Mommaerts was the ring announcer for Netflix's 1st live sporting event Jake Paul vs. Mike Tyson on November 15, 2024.

=== Bareknuckle ===
Big Mo is currently the Ring Announcer for BKB Bare Knuckle Boxing.

=== Mixed martial arts ===
Mommaerts' first job was with Sparta Sports & Entertainment, where he was brought on as a color commentator. Shortly after, he took over the ring announcer role. He is also the ring announcer for XMMA.

=== Lethwei ===
On November 7, 2020, Mommaerts was the announcer for Dave Leduc vs. Cyrus Washington II. The match was the first-ever Lethwei fight in North America, and was held in Cheyenne, Wyoming at the Outlaw Saloon. The fight featured Canadian-Burmese world champion Dave Leduc defending the Lethwei Golden Belt against American Cyrus Washington.

== Notable fights announced ==
The following is a partial list of major combat sports events announced by Mommaerts. These events were selected based on their international broadcast reach, headlining matchups, and significance within professional boxing or combat sports.

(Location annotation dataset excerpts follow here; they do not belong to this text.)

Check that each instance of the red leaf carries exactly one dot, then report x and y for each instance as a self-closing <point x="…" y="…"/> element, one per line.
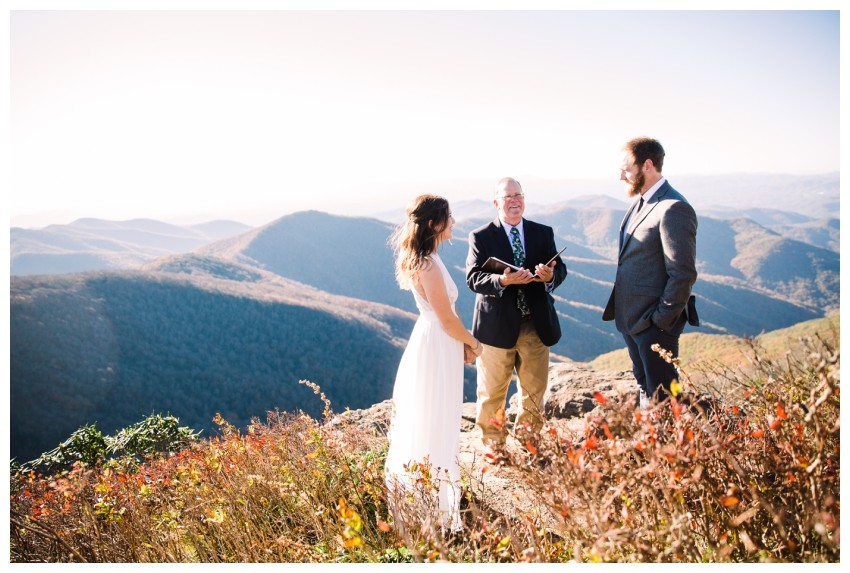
<point x="729" y="500"/>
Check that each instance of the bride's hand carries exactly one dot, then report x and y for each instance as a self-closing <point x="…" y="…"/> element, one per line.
<point x="468" y="354"/>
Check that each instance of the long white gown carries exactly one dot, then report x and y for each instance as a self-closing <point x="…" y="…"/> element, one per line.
<point x="427" y="405"/>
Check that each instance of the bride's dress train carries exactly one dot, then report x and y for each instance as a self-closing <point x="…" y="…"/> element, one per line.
<point x="427" y="403"/>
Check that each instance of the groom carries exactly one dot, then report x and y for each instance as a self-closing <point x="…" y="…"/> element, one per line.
<point x="514" y="316"/>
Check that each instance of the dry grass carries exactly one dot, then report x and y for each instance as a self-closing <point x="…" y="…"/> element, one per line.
<point x="753" y="479"/>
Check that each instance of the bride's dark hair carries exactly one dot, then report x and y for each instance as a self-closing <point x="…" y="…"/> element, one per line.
<point x="418" y="236"/>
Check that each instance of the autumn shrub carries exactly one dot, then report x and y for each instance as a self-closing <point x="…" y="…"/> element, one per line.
<point x="752" y="475"/>
<point x="702" y="479"/>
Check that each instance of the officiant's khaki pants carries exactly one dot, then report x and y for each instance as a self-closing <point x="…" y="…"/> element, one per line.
<point x="530" y="359"/>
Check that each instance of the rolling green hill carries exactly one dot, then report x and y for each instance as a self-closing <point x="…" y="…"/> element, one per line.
<point x="113" y="347"/>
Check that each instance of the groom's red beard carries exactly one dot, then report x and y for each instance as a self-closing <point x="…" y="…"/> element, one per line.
<point x="637" y="186"/>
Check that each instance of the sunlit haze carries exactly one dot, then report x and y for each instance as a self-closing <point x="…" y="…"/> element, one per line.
<point x="250" y="115"/>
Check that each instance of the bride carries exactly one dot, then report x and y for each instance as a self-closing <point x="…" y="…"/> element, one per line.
<point x="428" y="392"/>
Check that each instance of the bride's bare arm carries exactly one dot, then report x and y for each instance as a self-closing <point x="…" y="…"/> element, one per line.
<point x="432" y="283"/>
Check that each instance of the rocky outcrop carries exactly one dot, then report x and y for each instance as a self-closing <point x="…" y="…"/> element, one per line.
<point x="570" y="397"/>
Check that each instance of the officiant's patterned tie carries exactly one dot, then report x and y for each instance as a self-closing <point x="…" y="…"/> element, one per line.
<point x="519" y="260"/>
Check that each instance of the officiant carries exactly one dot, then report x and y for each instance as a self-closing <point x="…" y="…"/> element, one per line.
<point x="514" y="315"/>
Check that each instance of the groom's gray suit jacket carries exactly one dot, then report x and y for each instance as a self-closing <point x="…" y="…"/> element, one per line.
<point x="656" y="267"/>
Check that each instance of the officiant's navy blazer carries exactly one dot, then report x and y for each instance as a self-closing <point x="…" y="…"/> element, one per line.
<point x="496" y="320"/>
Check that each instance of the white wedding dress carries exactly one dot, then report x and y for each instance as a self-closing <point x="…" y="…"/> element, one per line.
<point x="427" y="404"/>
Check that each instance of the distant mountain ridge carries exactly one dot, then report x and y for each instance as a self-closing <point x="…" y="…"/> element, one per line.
<point x="97" y="244"/>
<point x="232" y="324"/>
<point x="112" y="347"/>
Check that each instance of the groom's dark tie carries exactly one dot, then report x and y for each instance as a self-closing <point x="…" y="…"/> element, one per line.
<point x="519" y="260"/>
<point x="629" y="222"/>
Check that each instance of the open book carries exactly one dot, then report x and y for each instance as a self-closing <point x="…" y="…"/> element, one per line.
<point x="496" y="265"/>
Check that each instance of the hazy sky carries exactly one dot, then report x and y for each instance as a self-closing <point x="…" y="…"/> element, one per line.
<point x="250" y="115"/>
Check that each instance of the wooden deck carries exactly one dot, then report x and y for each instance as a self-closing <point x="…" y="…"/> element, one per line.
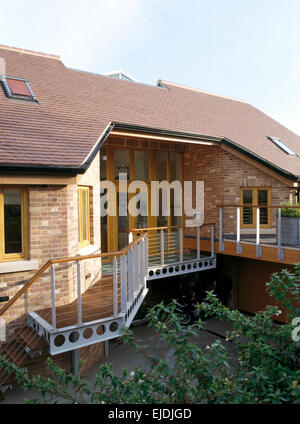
<point x="269" y="252"/>
<point x="97" y="303"/>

| Date | Event | Location | Venue | Broadcaster |
|---|---|---|---|---|
| 19 March 2022 | Eddie Hall vs. Hafþór Björnsson | Dubai, United Arab Emirates | Dubai Duty Free Tennis Stadium | Core Sports |
| 15 October 2022 | Claressa Shields vs. Savannah Marshall | London, England | The O2 Arena | Sky Sports PPV |
| 21 January 2023 | Chris Eubank Jr. vs. Liam Smith | Manchester, England | Manchester Arena | Sky Sports PPV |
| 27 May 2023 | Chris Billam-Smith vs. Lawrence Okolie | Bournemouth, England | Vitality Stadium | Sky Sports |
| 2 September 2023 | Liam Smith vs. Chris Eubank Jr. II | Manchester, England | Manchester Arena | Sky Sports PPV |
| 15 June 2024 | Chris Billam-Smith vs. Richard Riakporhe II | London, England | Selhurst Park | Sky Sports |
| 15 November 2024 | Jake Paul vs. Mike Tyson | Arlington, Texas | AT&T Stadium | Netflix |
| 7 March 2025 | Natasha Jonas vs. Lauren Price | London, England | Royal Albert Hall | Sky Sports |
| 28 June 2025 | Jake Paul vs. Julio César Chávez Jr. | Anaheim, California | Honda Center | DAZN PPV |
| 11 July 2025 | Katie Taylor vs. Amanda Serrano III | New York, New York | Madison Square Garden | Netflix |

== Filmography ==

| Year | Title | Role |
|---|---|---|
| 2022 | Mike | Announcer |
| 2022–present | Sky Sports Boxing | Big Mo (himself) |
| 2024 | Jake Paul vs. Mike Tyson | Big Mo (himself) |

== Awards and honors ==
In 2024, Mommaerts was named to Sports Illustrateds Boxing 30 Under 30 Power List.

He was named the "Bareknuckle Ring Announcer of the Year" by the Bare Knuckle Boxing Hall of Fame in 2023.

After his first year in the industry, Mommaerts was named the "2019 Ring Announcer on the Rise" by The Scrap News. He received the recognition again in 2020.